Some of the important parameters that we may need to focus on from the output are as follows. I provide this information here as we will use these parameters to filter for the operations that we need.

PARAMETER DESCRIPTION
host The host that the operation is running
opid The operation id (it is used to kill that operation) 
active The connection’s status. True if it is running and false if it is idle
client Host/IP information about where the operation originated
clientMetadata Provides more information about client connection
shard Which shard is connected if it is sharded cluster environment
appName Information about the type of client
currentOpTime Start time of the operation
ns Namespace (details about the DB and collection)
command A document with the full command object associated with the operation
secs_running / microsecs_running How many seconds/microseconds that the particular operation is running
op Operation type like insert, update, find, delete etc
planSummary Whether the command uses the index IXSCAN or collection scan COLLSCAN (disk read)
cursor Cursor information for getmore operations
locks Type and mode of the lock.
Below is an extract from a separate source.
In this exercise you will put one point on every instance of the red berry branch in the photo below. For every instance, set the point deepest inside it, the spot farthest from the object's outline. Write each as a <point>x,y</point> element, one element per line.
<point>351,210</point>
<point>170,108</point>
See here for more details
waitingForLock True if the operation waiting for a lock, false if it has required lock
msg A message that describes the status and progress of the operation
killPending Whether the operation is currently flagged for termination
numYields Is a counter that reports the number of times the operation has yielded to allow other operation

The raw currentOp output can be processed by the javascript forEach function method in the mongo shell, so we can use it to do many operations. For example, I want to take counts of the output or number of active connections. Then I can use the below one:

mongos> var c=1;
mongos> db.currentOp().inprog.forEach(
... function(doc){
...   c=c+1
... }
... )
mongos> print("The total number of active connections are: "+c)
The total number of active connections are: 16

To find the number of active and inactive connections:

mongos> var active=1; var inactive=1;
mongos> db.currentOp(true).inprog.forEach( function(doc){  if(doc.active){    active=active+1 }  else if(!doc.active){    inactive=inactive+1 }  } )
mongos> print("The number of active connections are: "+active+"\nThe number of inactive connections are: "+inactive)
The number of active connections are: 16
The number of inactive connections are: 118

To find the operations running (importing job) more than 1000 microseconds (for seconds, use secs_running) and with a specific namespace vinodh.testColl:

mongos> db.currentOp(true).inprog.forEach( function(doc){ if(doc.microsecs_running>1000 && doc.ns == "vinodh.testColl")  {print("\nop: "+doc.op+", namespace: "+doc.ns+", \ncommand: ");printjson(doc.command)} } )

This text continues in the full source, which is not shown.